2003年に公表された10学会・研究会合同の「遺伝学的検査に関するガイドライン*1」では、UGT1A1検査のような薬物応答性検査は想定されていなかった。しかし、2011年の日本医学会による「医療における遺伝学的検査・診断に関するガイドライン*2」では、UGT1A1検査などの’’薬理遺伝学的検査’’の記載が設けられている。

その中では薬理遺伝学検査について下記のように記載されている。

ゲノム薬理学検査に含まれる薬理遺伝学検査は、生殖細胞系列の遺伝情報を取扱うものであるが,以下の特性があるため、単一遺伝子疾患の遺伝情報とは異なり診療の場においては、関連ガイドラインを参照した上で、通常の診療情報と同様に扱うことができる。
・危険な副作用をもたらす薬物,または有効性の乏しい薬物の投与を回避できること
・適切な投与量を推定できること
・遺伝型に基づく表現型の予測力が必ずしも高くないこと

これをみると、UGT1A1は必ずしも遺伝学的検査としては扱わず、通常の診療情報として扱うことは差し支えない(つまりカルテ記載などで特段の配慮を行う必要もない)が、一方で検査の説明同意書が不要かどうかについて直接的には言及していない。「非発症保因者に対する遺伝学的検査は治療の必要のない者に対する検査であるから同意取得が必要」と記載されている。しかし、UGT1A1検査はこの想定範囲に合致しているのかどうかはこの文章だけからははっきりと読み取れず、同意取得が必要とも、必ずしも同意取得が必要とは限らないとも解釈できる。

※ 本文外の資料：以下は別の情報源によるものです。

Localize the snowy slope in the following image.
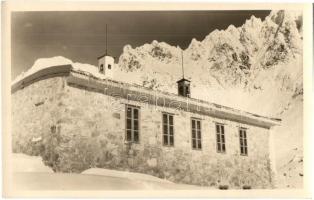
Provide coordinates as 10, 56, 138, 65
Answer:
12, 154, 205, 190
14, 11, 303, 188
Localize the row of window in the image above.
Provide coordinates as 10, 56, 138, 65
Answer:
126, 105, 248, 155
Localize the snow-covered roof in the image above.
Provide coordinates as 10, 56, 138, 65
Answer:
11, 63, 281, 128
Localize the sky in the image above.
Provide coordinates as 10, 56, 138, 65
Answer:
11, 10, 270, 79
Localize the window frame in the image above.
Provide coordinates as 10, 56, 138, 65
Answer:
239, 127, 249, 156
99, 64, 104, 72
191, 117, 203, 151
161, 112, 175, 147
124, 104, 141, 144
215, 123, 227, 154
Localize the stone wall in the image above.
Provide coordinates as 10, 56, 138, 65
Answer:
12, 75, 272, 188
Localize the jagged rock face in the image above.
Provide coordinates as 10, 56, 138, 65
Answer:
114, 11, 303, 189
118, 11, 302, 114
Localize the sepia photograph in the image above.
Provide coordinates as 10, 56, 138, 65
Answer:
2, 3, 311, 197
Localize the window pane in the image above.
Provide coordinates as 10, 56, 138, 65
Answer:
217, 143, 221, 152
198, 140, 202, 149
126, 130, 132, 141
126, 107, 132, 118
164, 135, 168, 145
134, 131, 139, 142
192, 120, 195, 129
192, 140, 196, 149
133, 120, 138, 131
169, 136, 173, 145
221, 135, 225, 143
216, 124, 220, 133
133, 108, 138, 119
221, 144, 226, 152
126, 119, 132, 129
163, 124, 168, 134
197, 121, 201, 129
197, 130, 201, 139
169, 126, 173, 135
192, 130, 196, 138
169, 115, 173, 125
216, 134, 220, 142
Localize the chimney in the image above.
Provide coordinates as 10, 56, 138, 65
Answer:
98, 24, 114, 79
177, 78, 191, 97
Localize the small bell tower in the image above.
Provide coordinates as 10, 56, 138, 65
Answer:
177, 51, 191, 97
98, 24, 114, 79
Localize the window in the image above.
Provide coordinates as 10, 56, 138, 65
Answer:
126, 105, 140, 142
239, 128, 248, 156
216, 124, 226, 153
192, 119, 202, 149
162, 113, 174, 146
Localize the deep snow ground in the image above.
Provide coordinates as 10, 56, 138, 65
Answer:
12, 154, 206, 190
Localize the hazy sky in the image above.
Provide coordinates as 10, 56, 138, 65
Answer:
11, 11, 270, 78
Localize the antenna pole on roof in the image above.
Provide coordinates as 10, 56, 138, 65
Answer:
181, 50, 184, 78
106, 24, 108, 56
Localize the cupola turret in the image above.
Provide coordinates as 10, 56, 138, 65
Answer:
98, 24, 114, 79
177, 51, 191, 97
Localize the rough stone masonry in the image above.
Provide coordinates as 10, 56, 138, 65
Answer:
12, 67, 278, 189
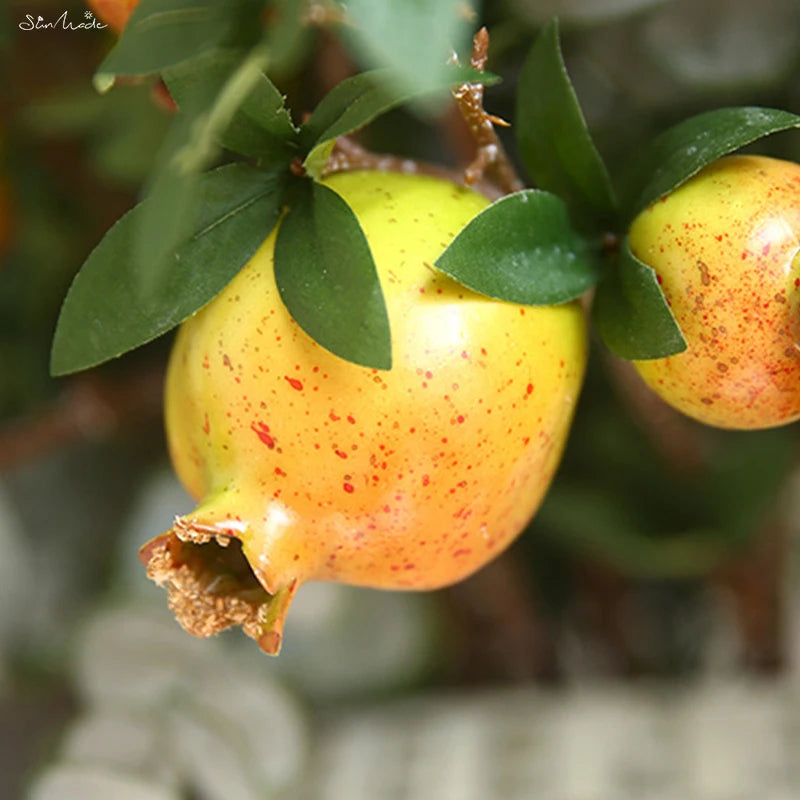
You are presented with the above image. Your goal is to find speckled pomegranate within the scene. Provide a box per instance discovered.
[142,172,586,653]
[630,156,800,429]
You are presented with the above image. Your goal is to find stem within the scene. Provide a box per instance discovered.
[453,27,524,194]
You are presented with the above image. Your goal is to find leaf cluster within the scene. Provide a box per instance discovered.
[52,5,800,374]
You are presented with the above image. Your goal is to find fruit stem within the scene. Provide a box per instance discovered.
[453,27,525,194]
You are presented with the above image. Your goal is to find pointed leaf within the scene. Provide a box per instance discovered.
[300,64,498,177]
[51,164,282,375]
[275,179,392,369]
[594,239,686,359]
[346,0,473,94]
[436,189,597,305]
[163,49,297,165]
[622,106,800,220]
[95,0,259,83]
[516,21,615,225]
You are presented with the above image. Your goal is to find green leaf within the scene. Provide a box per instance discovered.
[594,239,686,359]
[436,189,597,305]
[275,179,392,369]
[95,0,259,85]
[345,0,472,94]
[300,64,498,177]
[621,106,800,220]
[163,48,297,166]
[51,164,282,375]
[516,21,616,227]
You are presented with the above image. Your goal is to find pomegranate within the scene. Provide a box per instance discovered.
[141,172,586,653]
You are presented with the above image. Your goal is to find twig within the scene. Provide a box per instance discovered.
[453,27,524,194]
[322,136,503,200]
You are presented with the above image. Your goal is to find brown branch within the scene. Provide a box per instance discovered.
[322,136,503,200]
[453,27,524,194]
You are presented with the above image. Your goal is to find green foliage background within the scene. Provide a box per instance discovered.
[0,0,800,792]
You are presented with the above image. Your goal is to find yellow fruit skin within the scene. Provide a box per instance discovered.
[87,0,139,33]
[152,172,586,649]
[630,156,800,429]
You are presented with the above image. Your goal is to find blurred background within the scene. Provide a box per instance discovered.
[0,0,800,800]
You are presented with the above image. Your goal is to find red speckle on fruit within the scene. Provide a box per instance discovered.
[250,422,275,450]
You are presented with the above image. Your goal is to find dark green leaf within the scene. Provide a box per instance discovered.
[622,106,800,220]
[301,64,497,177]
[436,189,597,305]
[163,50,297,165]
[51,164,282,375]
[275,180,392,369]
[95,0,259,85]
[516,21,615,226]
[594,239,686,359]
[345,0,472,94]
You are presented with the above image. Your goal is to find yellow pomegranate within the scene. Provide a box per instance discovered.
[630,156,800,429]
[141,172,586,653]
[87,0,139,33]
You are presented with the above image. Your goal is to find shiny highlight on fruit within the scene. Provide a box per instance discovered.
[630,155,800,429]
[141,172,586,653]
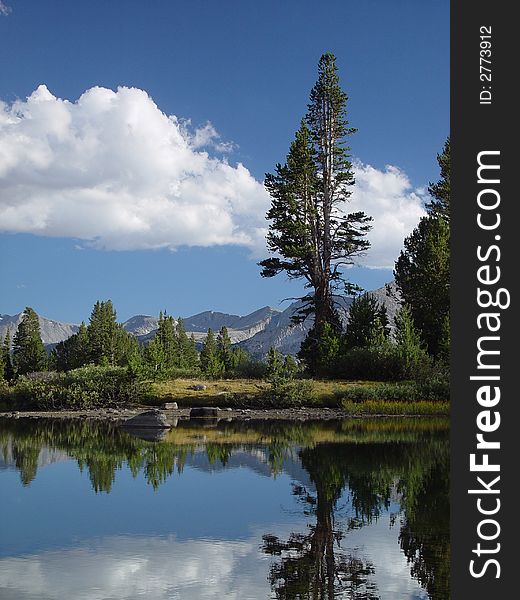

このガイドライン中では、関連する指針として「ファーマコゲノミクス検査の運用指針*3」および「ゲノム薬理学を適用する臨床研究と検査に関するガイドライン*4」を挙げている。

ファーマコゲノミクス検査の運用指針(2012年版)

http://jshg.jp/e/wp-content/uploads/2017/08/120702PGx.pdf

厄介なことに、この「ファーマコゲノミクス検査の運用指針(2012年版)」を見ると2008年11月に保険適用となったUGT1A1検査を具体的に名指ししてPGx検査として挙げており、PGx検査実施については検査前後に専門的知識を有する医師および担当者(薬剤師・看護師・臨床検査技師等)により、被検者に対して検査前後の説明を行い、自由意思に基づき検査実施について同意することが求められるとまで記載している。

ただし、この利用指針のQ&A*5では「検査前・検査実施時のインフォームド・コンセントにおける留意点」として「PGx検査を実施する際のインフォームド・コンセントの取得に際して、被検者への説明と同意の手法は、理解度を増すために文書、口頭やさまざまな媒体を用いても行われています。」とわざわざ書いてくれているので、文書ではなく口頭だけでもよいようだ。

この「ファーマコゲノミクス検査の運用指針(2012年)」はUGT1A1検査などのPGx検査であっても血縁者への説明や遺伝カウンセリング体制についても検討することを求めるなど、全体的に非現実的かつ過剰な対応をもとめていて現場に即していないと感じる。作成したのは日本臨床検査医学会・日本人類遺伝学会・日本臨床検査標準協議会の合同だが、医療現場の現実に即した利用指針とは言いがたいところが頭痛のたねであると言わざるを得ない。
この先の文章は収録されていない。